I thought it would keep things interesting. And besides, sometimes you don’t want to read a whole post. Sometimes you just wanna know what fresh pistachios look like.
And that’s what pistachios look like when they’re raw. You’re welcome.
Anyway, today’s Tidbit (yup, it’s capitalized) will be a revelation to some and old news to others. It’s about our buddy Columbus, the guy we just celebrated for “discovering” the Americas.
Lots of people think that Columbus sailed the ocean blue to discover the East Indies. Well, yeah that was part of it. But the driving force? Not the desire to upturn the lives of the natives. Not the glory of discovering a new land (the Indies weren’t new). It was spices. He was looking for spices.
In the 1400s, spices were a desirable commodity. Unlike today when we can walk into any old grocery store and pick up a container of peppercorns, spices were grown in specific and mysterious areas of the world that Christians didn’t dare go (so much evil!). For ages, Muslims ruled the spice routes, selling their wares to Christians fascinated by the delightful treasures.
The journey was long and filled with middlemen so the prices got jacked up. Like 1,000% jacked up, sometimes even more: “with cost came an aura of glamour, danger, distance, and profit” (Turner 5).
Then came Columbus who was like “Enough is enough.”
(The following is an actual, historical, totally real conversation that was recorded in like the late 1400s or something.)
Columbus: Spain, it’s time for us to run this spice trade game. Gimme some money for a voyage, I’ll bring back the spices, and then WE can make the profit and break ties with the Infidels! Genius!
Everyone: But you don’t know how to get there/find it.

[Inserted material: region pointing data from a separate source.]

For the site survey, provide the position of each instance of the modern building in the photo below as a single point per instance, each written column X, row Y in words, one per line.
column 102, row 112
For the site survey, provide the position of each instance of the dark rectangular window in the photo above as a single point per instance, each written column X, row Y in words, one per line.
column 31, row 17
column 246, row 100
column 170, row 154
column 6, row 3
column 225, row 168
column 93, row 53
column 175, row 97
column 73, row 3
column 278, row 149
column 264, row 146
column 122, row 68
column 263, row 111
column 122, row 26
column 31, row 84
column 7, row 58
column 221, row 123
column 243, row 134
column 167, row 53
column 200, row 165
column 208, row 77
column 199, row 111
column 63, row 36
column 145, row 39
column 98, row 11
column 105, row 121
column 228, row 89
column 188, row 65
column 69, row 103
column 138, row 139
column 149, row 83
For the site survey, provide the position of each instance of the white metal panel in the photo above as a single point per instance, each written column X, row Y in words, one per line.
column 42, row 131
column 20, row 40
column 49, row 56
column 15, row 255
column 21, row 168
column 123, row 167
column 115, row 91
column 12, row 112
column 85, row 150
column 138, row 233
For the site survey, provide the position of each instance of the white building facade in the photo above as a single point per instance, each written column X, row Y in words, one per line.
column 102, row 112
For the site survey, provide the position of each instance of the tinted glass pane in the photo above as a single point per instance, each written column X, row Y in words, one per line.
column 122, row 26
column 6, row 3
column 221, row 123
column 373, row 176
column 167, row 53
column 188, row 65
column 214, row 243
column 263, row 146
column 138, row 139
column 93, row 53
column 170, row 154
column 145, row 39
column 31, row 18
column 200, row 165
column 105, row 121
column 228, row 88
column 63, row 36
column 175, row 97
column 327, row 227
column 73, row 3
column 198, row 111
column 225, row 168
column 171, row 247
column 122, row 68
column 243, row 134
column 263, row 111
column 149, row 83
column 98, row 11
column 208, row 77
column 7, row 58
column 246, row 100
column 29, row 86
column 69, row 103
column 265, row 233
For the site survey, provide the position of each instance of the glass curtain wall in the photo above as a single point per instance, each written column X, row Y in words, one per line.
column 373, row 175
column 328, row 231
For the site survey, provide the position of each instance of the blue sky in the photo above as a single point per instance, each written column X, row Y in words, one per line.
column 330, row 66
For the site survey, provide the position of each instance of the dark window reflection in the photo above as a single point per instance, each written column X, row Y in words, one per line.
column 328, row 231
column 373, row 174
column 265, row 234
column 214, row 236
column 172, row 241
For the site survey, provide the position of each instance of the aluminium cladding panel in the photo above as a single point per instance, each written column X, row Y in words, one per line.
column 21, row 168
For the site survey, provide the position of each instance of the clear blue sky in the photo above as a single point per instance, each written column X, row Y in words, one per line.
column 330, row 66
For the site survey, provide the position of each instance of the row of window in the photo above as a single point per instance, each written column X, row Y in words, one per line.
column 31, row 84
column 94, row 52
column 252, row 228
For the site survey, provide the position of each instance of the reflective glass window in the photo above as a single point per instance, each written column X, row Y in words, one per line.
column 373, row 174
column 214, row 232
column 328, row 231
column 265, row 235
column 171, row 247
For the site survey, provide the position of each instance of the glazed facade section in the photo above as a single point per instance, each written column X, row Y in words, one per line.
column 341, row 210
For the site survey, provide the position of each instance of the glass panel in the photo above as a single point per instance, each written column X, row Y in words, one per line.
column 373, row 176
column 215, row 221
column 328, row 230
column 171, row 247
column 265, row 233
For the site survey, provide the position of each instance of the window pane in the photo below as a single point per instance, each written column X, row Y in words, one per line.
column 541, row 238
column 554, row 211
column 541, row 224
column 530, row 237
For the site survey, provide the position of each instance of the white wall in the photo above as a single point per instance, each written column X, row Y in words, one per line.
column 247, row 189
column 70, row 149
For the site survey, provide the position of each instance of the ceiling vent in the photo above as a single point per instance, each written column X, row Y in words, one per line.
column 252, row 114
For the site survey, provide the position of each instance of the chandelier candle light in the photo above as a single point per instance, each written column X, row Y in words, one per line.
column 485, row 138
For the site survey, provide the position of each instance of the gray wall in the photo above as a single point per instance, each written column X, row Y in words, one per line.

Columbus: I’ll just got west instead of east cause if I sail around the world the other way eventually I’ll hit spice land. It’s called logic. Gimme money.
And they gave him money.
His plan looked like this.
1. Sail west.
2. Find the East Indies.
A month into the journey, Columbus wrote that “without a doubt there is in these lands a very great quantity of gold…and also there are stones, and there are precious pearls and infinite spicery” (Turner 7). The kicker was, at the time of writing, he hadn’t actually seen any of that yet. He kinda just…decided he had. He wanted so badly to find spices and knew so little about their unharvested form that he made himself believe he’d found them.
His crew was the same way. They thought they’d seen aloe, rhubarb, and mastic trees (mastic is the resin of an evergreen shrub used for dyes, perfumes, and varnishes in medieval times). To cover their butts, Columbus wrote “But I do not recognize them, and this causes me much sorrow” (Turner 7). How could anyone blame him if he was wrong?
And what of the cinnamon sample he brought back from his journey? It went bad on the trip home which Columbus attributed to his poor harvesting technique. Oh, also, it wasn’t actually cinnamon. It was the bark of some unknown Caribbean tree.
Columbus went on his voyage with the intention of finding an old world filled with spice and wealth. Instead he found some very confused natives.
Well, no one can say he didn’t try.
Keep eating and asking, my friends.
Turner, Jack. “The Spice Seekers.” Spice: The History of a Temptation. New York: Knopf, 2004. 3-7. Print.